Indian TV plumbed new depths of one-sidedness and jingoism by showing an appalling lack of objectivity. In the process it made monkeys out of us all — viewers, participants in talk shows, and politicians. In fact, I would go further. If anyone brought India and Pakistan close to the brink of war in December, it was not our usually foot-in-the-mouth politicians or hawkish security advisers. It was TV.
As a media representative myself, I am not trying to say that newspapers or bloggers were any less jingoist (for a while, anyway), but TV was quite something else. It just hijacked the agenda and relentlessly shoved war hysteria down our — I must say willing — throats. So while nobody was particularly objective in his or her assessment of the situation in the initial days, TV was the pits.
Consider how a typical Indian TV discussion proceeds. The anchor raises loaded questions: Is Pakistan in denial? Will their government act to arrest the terrorists? Should we go to war over the terror attacks?
The opening salvo, usually targeted at a Pakistani journalist or ex-general, will be a ‘have-you-stopped-beating-your-wife’ kind of question. “Has Pakistan become a rogue state? Why should we believe you are not lying, General?”
These may be genuine questions for which we need answers, but, at the human level, they are ill-mannered and insensitive. This kind of question-mongering drove an initially sympathetic Pakistani liberal media back into its shell, giving room for the Pak army to ratchet up the hysteria against us. It took pressure from the outside world to cool things down.
The other problem with Indian TV is it can make nuanced comments look dangerous. Take Pranab Mukherjee’s oft-quoted statement that “all options are open” when deciding India’s response to the Mumbai terror strikes.
Now all options merely mean all options; at best, they hint at something drastic, but they do not mean something specific like war. The statement was only meant to keep the Pakistanis guessing, not a direct threat to bomb them. But in the hands of TV anchors, that statement — repeated a hundred times daily — gets stretched to mean only war. They essentially boil it down to one option — the military option. So Pranab was made to look like a fool when he had to back off.

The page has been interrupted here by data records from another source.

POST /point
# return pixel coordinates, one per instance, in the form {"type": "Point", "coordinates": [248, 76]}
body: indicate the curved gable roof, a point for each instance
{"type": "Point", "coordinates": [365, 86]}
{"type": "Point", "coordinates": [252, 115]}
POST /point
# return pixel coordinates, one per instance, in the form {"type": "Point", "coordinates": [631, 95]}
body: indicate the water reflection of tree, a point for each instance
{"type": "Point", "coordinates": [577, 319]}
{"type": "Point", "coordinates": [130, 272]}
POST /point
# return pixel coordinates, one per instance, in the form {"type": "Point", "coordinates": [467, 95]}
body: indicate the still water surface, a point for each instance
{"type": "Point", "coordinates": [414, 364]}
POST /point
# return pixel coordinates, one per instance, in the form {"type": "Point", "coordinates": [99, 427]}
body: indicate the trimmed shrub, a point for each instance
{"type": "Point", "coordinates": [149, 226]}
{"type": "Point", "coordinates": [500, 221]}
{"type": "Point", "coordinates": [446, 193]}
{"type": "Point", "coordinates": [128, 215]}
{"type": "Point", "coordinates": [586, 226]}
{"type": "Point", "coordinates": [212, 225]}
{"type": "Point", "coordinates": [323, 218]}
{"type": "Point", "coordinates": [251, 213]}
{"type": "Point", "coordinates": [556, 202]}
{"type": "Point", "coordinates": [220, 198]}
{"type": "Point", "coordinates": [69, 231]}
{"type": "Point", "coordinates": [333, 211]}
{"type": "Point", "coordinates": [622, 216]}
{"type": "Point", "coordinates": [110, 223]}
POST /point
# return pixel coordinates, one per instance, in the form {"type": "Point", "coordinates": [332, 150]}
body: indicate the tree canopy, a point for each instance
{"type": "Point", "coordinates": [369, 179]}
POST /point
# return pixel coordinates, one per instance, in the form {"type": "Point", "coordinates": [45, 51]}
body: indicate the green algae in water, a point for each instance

Experts were reduced to caricatures. Let’s say you ask an Indian defence expert a loaded question like this: “Now that Pakistan has refused to do anything about terror, isn’t it time to stop talking and take tough action?” Few experts will straightaway say no, we should not act. So they will begin by agreeing, “but…” The buts, unfortunately, get drowned when the other participants butt in or TV takes a break for ads. In short, the anchor can get an expert to agree on air when he has done nothing of the kind.
None of these are actual quotes from TV programmes, but they give you an idea. The handling of ex-Pakistani generals and journalists showed lack of sensitivity. By asking insulting questions that could have driven any Pakistani to rage against India, the TV anchor acted like an inquisitor.
Anchors made it clear that we Indians are the noble guys, and Pakistanis are the bad guys — never mind the fact that Pakistani journalists have been making disclosures to favour our position (Geo TV, for example).
Worse, they converted urban India’s initial anger with our bumbling politicians and ineffective leaders into an Indo-Pak hate fest. It was probably TV-driven expectations about war that drove Manmohan Singh to make intemperate remarks about Pakistan being a terrorist state — however true that may be.
In short, TV brought us to the brink of war. Time they did a rethink.